Turchia – Giornata di ordinaria epurazione

14516549_1300075433345443_2212585846840533212_nIn Turchia l’ondata di arresti e sospensioni che è seguita al tentativo di Colpo di Stato del 15 Luglio sembra non avere fine. Martedì 4 Ottobre 12.800 poliziotti, sono stati rimossi dal loro incarico. In un breve comunicato pubblicato sulla loro pagina web la direzione centrale della Polizia turca ha dichiarato che questi poliziotti, di cui almeno 2.400 in posizioni di comando, sono sospettati di fare parte o di vere relazioni con Izmet, il movimento dell’Imam e magnate Fetullah Gülen, movimento ora considerato una vera e propria organizzazione terroristica (FETO) che avrebbe progettato il fallito Colpo di Stato del 15 Luglio.

Al movimento religioso facevano capo in vario modo diverse istituzioni: scolastiche, mediche, sociali, sindacali, e chiunque ne abbia fatto parte è un potenziale nemico dello stato. Da qui la destituzione di migliaia di poliziotti sparsi nelle 81 province del paese, che non avrebbero partecipato alla realizzazione del Colpo di Stato, come non lo hanno fatto i tanti insegnanti, magistrati, dottori eccetera che hanno perso il loro lavoro quando non sono in carcere.

Non hanno proprio niente a che fare con i Gülenisti invece la radio e la televisione nelle cui sedi la polizia, questa volta dall’altro capo della barricata, ha fatto irruzione nello stesso giorno. IMC-TV era una delle 12 televisioni, prevalentemente curde, la cui chiusura per motivi di sicurezza era stata decisa nel corso di un vertice a cui era a capo Erdogan in persona; questa televisione trasmetteva soprattutto programmi per l’infanzia in lingua curda. La revoca della licenza e l’ordine di chiusura è stato emesso anche per 11 radio; una di queste è Özgür Radyo, letteralmente “ Radio Libertà”. Attiva a Istanbul dal 1995 , questa radio ha inteso la libertà come la possibilità di dare voce in particolare a tutte le minoranze della Turchia, oppresse per qualsiasi motivo: religioso, etnico, sociale. Ed è cosi che per 21 per gli studi di Özgür Radyo sono passati armeni, curdi, aleviti, gay e lesbiche, transessuali, che hanno potuto parlare, mandare in onda i loro programmi, trasmettere anche nella loro lingua, quando ve ne era una.

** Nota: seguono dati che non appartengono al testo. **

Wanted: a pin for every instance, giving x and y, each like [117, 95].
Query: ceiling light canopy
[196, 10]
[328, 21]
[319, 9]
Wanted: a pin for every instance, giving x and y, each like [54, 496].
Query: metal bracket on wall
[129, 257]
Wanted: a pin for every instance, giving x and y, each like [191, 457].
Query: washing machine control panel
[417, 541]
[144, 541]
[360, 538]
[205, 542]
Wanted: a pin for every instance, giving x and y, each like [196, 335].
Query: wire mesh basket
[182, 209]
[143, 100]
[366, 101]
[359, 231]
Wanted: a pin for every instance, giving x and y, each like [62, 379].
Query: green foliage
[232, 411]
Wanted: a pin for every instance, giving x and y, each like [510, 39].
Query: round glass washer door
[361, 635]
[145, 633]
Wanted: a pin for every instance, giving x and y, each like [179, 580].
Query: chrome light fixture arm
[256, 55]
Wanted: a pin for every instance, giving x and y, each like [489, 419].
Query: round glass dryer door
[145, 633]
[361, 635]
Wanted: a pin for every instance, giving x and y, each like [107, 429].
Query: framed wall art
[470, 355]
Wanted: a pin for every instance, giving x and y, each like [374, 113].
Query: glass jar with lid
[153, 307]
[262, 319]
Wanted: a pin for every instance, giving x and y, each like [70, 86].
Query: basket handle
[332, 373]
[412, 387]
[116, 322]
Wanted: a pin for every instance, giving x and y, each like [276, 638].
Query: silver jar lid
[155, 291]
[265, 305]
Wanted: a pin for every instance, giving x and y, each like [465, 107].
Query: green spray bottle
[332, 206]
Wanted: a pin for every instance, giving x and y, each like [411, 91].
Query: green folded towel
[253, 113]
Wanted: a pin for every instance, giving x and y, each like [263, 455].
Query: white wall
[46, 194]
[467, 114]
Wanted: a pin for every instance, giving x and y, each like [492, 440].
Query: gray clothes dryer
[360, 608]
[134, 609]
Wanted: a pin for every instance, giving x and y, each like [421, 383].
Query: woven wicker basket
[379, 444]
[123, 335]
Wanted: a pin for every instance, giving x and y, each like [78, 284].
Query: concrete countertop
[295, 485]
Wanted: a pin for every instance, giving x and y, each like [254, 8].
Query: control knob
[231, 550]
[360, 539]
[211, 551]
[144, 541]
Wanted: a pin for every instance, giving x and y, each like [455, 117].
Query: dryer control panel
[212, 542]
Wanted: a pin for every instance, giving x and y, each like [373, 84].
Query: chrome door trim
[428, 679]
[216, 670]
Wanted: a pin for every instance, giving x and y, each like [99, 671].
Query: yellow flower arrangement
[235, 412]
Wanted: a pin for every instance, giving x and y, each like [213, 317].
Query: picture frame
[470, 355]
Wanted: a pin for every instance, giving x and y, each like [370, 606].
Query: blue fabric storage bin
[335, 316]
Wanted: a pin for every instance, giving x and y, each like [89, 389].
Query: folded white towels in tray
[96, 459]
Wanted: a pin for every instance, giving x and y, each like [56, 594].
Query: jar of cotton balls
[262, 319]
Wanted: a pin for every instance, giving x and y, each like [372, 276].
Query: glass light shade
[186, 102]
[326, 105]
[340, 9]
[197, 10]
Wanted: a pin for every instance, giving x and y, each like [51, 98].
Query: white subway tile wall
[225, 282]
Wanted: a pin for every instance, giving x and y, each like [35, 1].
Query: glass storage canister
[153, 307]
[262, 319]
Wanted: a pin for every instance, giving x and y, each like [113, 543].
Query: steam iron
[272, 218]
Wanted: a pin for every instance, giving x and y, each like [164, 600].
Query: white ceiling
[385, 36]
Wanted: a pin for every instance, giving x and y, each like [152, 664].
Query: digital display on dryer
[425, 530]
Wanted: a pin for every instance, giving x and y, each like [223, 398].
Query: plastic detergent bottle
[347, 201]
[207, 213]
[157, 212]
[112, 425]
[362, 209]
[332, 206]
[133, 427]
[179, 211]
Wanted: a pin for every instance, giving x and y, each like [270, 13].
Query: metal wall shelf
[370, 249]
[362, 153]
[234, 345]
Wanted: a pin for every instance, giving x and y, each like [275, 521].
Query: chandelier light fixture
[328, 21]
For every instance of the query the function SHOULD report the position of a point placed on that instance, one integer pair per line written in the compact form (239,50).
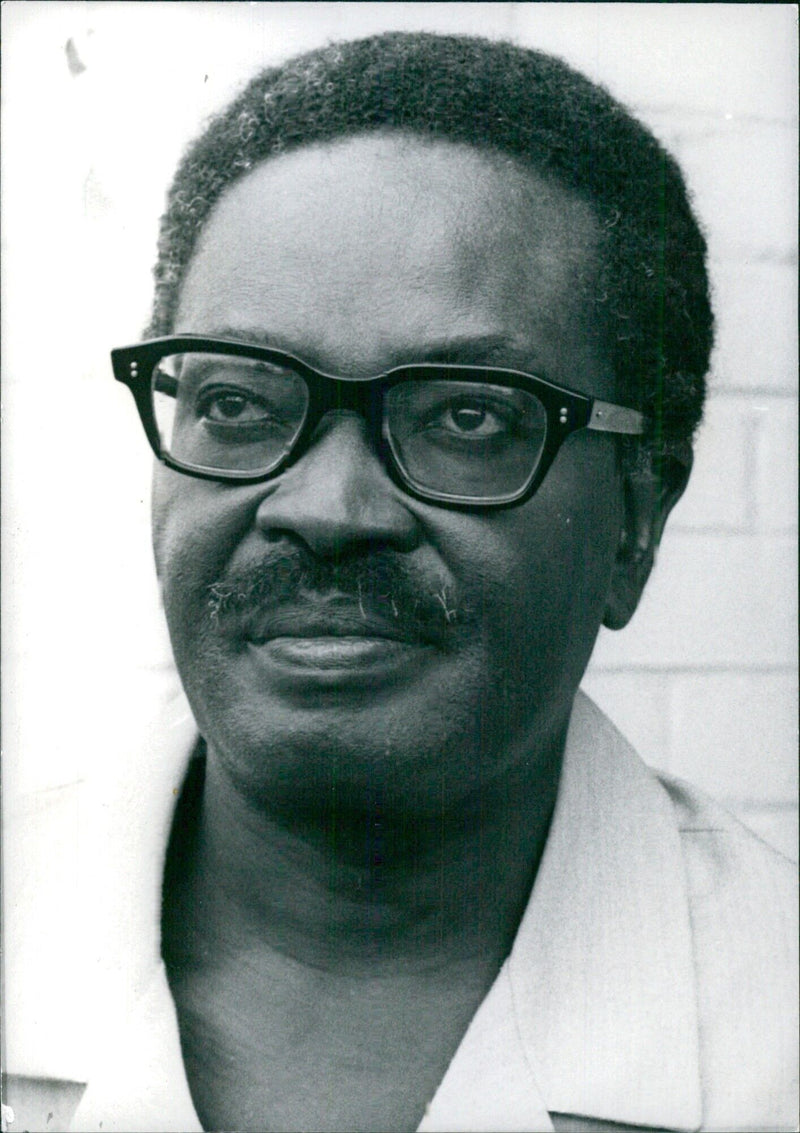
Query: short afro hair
(498,98)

Ho visitato gli studi della radio pochi giorni prima dell’arrivo della polizia, quando tutta la redazione già sapeva che prima o poi sarebbero arrivati e li stavano aspettando, giorno e notte, per resistere fino alla fine e farsi portare via con la forza gridando “Siamo i guardiani della libertà”. Le immagini drammatiche di una giornalista trascinata a terra per i capelli descrivono tristemente gli standard di democrazia della Turchia post golpe. Dove lo stato di emergenza promosso per tre mesi nei giorni immediatamente successivi al tentativo di Colpo di Stato, è stato proprio in questi giorni rinnovato. Per altri tre mesi quindi il governo potrà, fra le altre cose, disporre arresti e rimozioni per semplice decreto, senza il bisogno del via libera di un giudice. In questo modo fino ad adesso sono state incarcerate 32 mila persone e 70 mila sospese e messe sotto inchiesta. Interi settori pubblici come quello della giustizia e dell’istruzione sono paralizzati o rallentati, in combinato con la crisi economica la disoccupazione è in aumento; non si contano i mezzi di informazione, le pagine web, i blog e i social account che sono stati bloccati. Ali Erdogan, una nota scrittrice turca è in carcere dal 16 Agosto a Istanbul per la sua attività nel giornale curdo Özgür Gündem, e solo pochi giorni fa è stato arrestato anche il giovane scrittore e insegnante Murat Özyasar dopo perquisizione a casa sua da parte delle squadri antiterrorismo. Can Dundar, l’ex direttore del quotidiano Cumhurriyet, su cui pende una richiesta di 30 anni di carcere per aver pubblicato foto che testimoniavano il passaggio di armi all’ISIS, è fuggito all’estero, e a sua moglie è stato ritirato il passaporto per non permetterle di raggiungerlo.

L’impressione è quella di un quadro monolitico di repressione, un linea piatta priva di interferenze. Ma a tre mesi dal fallito golpe e dopo aver appoggiato Erdogan nella difesa della democrazia, il maggiore partito di opposizione sta mostrando scontento e preoccupazione crescenti, qualche timida manifestazione, tra sindacati e movimenti sociali, comincia a fare capolino. Non è dato sapere se e quando la paura lascerà spazio alla disperazione e le tensioni si manifesteranno. Ma la politica del terrore contro il terrore, a lungo andare può mostrare la corda.